Di PBNU, Ahmad Bagdja bukan orang baru. Selama 25 tahun aktif di PBNU, bahkan ikut menyusun kembalinya ke khittah pada 1983-1984.

Menurut dia, seluruh kebijakan, baik politik, keumatan, hubungan dengan negara, maupun kewenangan yang bersifat strategis, menjadi kewenangan Syuriah. Itu akan jadi pegangan Tanfidziyah dalam membangun organisasi. NU tidak akan mencampuri urusan politik praktis, apalagi politik kepartaian. ”Saya ingin fokus membangun kemandirian NU sebagai kekuatan Islam Ahlussunnah Wal Jamaah,” ujarnya.

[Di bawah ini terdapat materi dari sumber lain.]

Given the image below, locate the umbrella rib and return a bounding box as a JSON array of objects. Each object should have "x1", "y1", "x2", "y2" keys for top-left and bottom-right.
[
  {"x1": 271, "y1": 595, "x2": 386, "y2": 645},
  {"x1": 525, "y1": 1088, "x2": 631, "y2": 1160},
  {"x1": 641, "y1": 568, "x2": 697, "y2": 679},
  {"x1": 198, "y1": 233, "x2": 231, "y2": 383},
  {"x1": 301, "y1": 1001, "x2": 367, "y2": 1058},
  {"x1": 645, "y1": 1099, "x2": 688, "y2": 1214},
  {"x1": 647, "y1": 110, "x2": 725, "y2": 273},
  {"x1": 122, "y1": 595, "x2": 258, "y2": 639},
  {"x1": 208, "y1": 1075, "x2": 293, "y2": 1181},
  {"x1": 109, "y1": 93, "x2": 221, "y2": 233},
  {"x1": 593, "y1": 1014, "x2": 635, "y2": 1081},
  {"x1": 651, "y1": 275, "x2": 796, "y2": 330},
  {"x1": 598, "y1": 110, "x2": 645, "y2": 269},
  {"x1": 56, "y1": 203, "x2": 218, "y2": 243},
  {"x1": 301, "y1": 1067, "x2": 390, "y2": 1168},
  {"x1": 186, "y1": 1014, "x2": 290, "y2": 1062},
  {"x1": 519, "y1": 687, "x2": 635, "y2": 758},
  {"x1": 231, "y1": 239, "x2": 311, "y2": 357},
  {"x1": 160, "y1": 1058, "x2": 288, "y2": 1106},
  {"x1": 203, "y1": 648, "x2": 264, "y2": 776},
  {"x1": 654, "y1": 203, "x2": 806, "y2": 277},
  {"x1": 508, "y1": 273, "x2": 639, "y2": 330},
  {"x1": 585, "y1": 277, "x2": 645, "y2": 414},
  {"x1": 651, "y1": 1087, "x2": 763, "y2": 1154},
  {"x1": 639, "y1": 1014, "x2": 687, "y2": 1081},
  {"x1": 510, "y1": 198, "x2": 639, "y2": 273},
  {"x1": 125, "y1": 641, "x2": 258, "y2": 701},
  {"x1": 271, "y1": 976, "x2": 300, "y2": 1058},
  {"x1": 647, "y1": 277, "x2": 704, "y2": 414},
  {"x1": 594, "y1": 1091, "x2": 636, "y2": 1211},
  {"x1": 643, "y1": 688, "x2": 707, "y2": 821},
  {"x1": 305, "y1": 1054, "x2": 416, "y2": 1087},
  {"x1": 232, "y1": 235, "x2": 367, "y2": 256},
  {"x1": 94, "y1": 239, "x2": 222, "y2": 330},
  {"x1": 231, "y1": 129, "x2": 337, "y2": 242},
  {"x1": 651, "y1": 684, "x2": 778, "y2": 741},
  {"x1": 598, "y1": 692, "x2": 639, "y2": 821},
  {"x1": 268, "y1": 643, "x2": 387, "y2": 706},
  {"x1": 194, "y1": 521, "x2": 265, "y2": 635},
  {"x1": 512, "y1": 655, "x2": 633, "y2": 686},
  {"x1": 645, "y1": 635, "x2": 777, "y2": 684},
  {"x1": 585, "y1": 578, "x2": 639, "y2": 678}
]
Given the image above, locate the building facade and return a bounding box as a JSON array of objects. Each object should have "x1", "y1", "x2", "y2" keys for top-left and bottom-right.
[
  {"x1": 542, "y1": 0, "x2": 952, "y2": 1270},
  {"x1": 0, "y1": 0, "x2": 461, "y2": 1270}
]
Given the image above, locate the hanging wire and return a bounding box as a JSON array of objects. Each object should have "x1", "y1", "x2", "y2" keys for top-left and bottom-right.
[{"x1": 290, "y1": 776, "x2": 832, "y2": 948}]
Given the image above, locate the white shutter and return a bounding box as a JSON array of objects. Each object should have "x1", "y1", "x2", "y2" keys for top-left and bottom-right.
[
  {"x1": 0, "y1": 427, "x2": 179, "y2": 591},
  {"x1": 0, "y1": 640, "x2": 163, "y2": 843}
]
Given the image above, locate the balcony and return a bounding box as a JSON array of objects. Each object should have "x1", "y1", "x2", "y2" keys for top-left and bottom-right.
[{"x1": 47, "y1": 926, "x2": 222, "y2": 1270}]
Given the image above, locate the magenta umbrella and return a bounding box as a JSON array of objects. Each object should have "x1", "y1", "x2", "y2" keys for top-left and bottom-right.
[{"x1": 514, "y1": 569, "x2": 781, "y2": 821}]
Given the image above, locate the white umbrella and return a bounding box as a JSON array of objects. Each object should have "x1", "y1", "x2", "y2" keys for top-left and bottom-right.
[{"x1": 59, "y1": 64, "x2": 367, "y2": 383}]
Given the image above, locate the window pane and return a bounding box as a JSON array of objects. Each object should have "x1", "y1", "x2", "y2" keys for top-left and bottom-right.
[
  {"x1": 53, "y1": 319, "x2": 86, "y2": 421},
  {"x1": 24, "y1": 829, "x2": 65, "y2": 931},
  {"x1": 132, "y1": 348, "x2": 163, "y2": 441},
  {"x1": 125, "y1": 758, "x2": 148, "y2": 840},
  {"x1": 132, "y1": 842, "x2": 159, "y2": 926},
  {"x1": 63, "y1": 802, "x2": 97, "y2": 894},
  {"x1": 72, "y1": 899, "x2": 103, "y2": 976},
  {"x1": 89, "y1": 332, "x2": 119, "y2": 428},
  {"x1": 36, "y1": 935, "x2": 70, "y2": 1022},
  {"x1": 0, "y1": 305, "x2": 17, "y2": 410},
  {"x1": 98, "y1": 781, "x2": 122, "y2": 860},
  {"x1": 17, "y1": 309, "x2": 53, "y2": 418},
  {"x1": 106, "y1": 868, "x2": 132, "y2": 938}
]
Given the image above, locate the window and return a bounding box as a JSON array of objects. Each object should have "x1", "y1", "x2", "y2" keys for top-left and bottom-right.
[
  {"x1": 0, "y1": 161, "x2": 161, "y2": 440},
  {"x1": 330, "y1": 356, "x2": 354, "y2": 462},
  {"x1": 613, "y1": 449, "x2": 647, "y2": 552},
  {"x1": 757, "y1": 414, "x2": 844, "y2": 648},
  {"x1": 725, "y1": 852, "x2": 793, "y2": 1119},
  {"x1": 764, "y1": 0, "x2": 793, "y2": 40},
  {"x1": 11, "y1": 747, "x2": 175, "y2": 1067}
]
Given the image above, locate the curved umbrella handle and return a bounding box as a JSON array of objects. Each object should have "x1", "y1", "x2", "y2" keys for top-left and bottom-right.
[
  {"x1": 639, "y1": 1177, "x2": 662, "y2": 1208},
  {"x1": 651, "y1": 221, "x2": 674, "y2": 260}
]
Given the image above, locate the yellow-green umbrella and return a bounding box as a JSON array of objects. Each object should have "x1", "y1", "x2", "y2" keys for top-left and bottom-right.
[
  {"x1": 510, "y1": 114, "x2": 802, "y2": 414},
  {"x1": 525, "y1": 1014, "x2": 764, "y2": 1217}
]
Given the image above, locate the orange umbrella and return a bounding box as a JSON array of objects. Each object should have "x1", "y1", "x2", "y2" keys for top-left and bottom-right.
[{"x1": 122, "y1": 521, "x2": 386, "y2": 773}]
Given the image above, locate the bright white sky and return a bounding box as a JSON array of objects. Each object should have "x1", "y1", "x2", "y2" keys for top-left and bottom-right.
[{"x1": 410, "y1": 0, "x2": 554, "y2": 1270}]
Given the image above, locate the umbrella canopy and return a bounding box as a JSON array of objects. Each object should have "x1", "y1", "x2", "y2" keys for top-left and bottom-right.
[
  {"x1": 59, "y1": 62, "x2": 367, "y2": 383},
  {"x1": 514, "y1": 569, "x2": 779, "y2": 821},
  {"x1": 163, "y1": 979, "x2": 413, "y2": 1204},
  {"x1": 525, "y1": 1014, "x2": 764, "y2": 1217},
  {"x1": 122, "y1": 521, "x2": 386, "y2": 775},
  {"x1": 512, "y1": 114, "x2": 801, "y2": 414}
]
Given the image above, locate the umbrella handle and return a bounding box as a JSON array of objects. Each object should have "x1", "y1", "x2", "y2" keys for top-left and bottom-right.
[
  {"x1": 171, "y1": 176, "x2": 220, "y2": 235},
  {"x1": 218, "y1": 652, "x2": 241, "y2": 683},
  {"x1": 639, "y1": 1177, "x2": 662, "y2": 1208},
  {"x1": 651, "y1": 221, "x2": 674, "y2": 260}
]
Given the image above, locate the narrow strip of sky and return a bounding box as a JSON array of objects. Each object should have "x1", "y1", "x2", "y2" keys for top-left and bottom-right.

Karena itu, program pertamanya adalah proses pencerahan, baik dalam kehidupan beragama maupun pola pikir yang menjadi persoalan terbesar warga NU. Kedua, Bagdja ingin melakukan pemberdayaan ekonomi, kesejahteraan umat, pendidikan, dan kesehatan. Ketiga, menyangkut pembelaan warga NU yang secara hukum banyak tertindas dan terabaikan hak-haknya.

KH Ali Maschan Moesa

Memimpin Pengurus Wilayah NU Jawa Timur selama dua periode (1999-2008) membuat KH Ali Maschan Moesa merasa punya modal bertarung. ”Mayoritas (pengurus) di Jatim masih di belakang saya. Saya juga koordinator muktamar Lirboyo (Kediri) dan Solo (Boyolali),” katanya.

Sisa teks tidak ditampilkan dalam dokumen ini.